Escolas como trincheira da democracia

A ditadura é tema que não faz parte de nosso cotidiano em comparação com outros países que viveram realidades semelhantes e que almejam ser democracias. Passadas mais de três décadas de seu término, começamos a esquecer e a relativizar. O presidente do Supremo Tribunal Federal, Dias Toffoli, disse que se sente mais confortável de chamar o golpe de 1964 de "movimento". Bolsonaro já afirmou que concorda com a tortura - tortura, que é a prova de que um Estado não obedece regras e, portanto, qualquer cidadão pode ser vítima de arbitrariedade, quanto ao seu corpo, suas crenças, suas propriedades.

Lidamos com o passado como se ele tivesse automaticamente feito as pazes com o presente. Não, não fez. E, agora, estamos mergulhados em uma aventura autoritária achando que três décadas de construção de instituições vão nos manter seguros. Por enquanto, ajudaram a manter uma democracia capenga, que protege mais homens brancos do que o restante.
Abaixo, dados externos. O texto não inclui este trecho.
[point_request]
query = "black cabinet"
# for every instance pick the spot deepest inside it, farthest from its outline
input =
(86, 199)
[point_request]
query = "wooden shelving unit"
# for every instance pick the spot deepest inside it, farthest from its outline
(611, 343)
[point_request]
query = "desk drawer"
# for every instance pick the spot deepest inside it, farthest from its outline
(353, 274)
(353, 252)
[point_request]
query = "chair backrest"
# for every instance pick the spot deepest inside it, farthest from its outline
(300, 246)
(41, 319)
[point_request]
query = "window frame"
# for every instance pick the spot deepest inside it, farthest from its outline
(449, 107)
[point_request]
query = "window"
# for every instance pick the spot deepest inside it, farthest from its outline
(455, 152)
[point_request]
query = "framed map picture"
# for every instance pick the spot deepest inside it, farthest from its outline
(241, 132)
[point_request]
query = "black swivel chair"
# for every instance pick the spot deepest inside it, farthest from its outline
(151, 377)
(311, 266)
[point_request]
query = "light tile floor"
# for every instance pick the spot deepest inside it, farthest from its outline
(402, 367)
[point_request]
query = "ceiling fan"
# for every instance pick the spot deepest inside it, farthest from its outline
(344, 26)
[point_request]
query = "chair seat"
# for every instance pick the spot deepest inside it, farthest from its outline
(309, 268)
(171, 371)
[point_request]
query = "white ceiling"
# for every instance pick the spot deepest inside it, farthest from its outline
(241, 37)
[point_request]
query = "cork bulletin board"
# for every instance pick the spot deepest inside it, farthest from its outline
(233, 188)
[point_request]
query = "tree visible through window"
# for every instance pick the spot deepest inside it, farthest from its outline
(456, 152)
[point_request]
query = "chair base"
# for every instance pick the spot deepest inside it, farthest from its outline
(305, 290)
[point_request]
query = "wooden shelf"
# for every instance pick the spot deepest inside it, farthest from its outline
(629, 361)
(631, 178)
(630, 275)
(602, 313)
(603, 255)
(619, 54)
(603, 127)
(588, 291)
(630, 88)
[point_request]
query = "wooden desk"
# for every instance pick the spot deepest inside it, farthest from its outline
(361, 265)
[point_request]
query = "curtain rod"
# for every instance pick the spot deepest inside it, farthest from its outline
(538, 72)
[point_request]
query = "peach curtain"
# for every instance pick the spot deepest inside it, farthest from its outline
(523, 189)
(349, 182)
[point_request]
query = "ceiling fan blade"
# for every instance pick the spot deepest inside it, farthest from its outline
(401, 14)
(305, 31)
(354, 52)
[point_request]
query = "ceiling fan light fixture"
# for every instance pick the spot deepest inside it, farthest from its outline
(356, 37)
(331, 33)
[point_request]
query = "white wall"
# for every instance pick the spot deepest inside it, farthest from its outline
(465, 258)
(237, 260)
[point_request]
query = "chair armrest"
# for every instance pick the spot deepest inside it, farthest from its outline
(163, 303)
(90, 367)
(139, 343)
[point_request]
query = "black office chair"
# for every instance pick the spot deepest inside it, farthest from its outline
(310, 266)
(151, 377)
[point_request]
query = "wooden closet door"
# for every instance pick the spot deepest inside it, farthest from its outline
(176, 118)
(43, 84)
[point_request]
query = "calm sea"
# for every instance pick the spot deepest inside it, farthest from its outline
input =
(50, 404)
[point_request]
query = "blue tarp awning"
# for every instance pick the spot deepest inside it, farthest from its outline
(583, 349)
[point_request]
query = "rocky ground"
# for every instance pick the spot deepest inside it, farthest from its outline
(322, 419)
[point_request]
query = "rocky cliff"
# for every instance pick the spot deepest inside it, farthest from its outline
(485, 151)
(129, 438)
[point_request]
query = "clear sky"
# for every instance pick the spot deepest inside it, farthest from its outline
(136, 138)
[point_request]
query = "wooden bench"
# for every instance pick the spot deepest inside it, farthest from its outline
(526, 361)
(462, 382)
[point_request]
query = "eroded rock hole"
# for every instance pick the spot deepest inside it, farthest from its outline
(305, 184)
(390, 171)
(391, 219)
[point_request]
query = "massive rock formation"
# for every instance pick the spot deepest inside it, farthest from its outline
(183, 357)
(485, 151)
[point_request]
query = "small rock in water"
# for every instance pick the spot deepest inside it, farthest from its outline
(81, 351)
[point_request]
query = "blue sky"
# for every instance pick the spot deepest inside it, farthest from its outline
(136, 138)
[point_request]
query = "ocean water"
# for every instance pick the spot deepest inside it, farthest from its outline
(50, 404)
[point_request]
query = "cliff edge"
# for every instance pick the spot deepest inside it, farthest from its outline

Mas "as instituições [não] estão funcionando normalmente". Há fraturas e elas podem ser demolidas.

Os resultados do Datafolha mostram o quão importante é a defesa da democracia nas escolas de todo o país. O governo e seus aliados travam uma batalha na educação, com o objetivo de impor sua visão de mundo limitada e avessa à pluralidade. Na internet, onde esse conflito já existia, eles vem conquistando corações e mentes de jovens que acham quer ser vanguarda é ser reacionário.

A história do período entre 1964 e 1985 deve ser contada nas escolas até entrarem nos ossos e vísceras de nossas crianças e adolescentes a fim de que nunca esqueçam que a liberdade do qual desfrutam não foi de mão beijada. Mas custou o sangue, a carne e a saudade de muita gente.

Só dessa forma, poderemos garantir que a minoria de 12% que acha preferível a volta da ditadura continue a ser vista pelo restante da sociedade como mal informada ou fora de si - e tratada com todo o carinho possível e paciência. Pois, talvez um dia, compreenda o que significa a liberdade que está diante de seus olhos, mas que não consegue enxergar.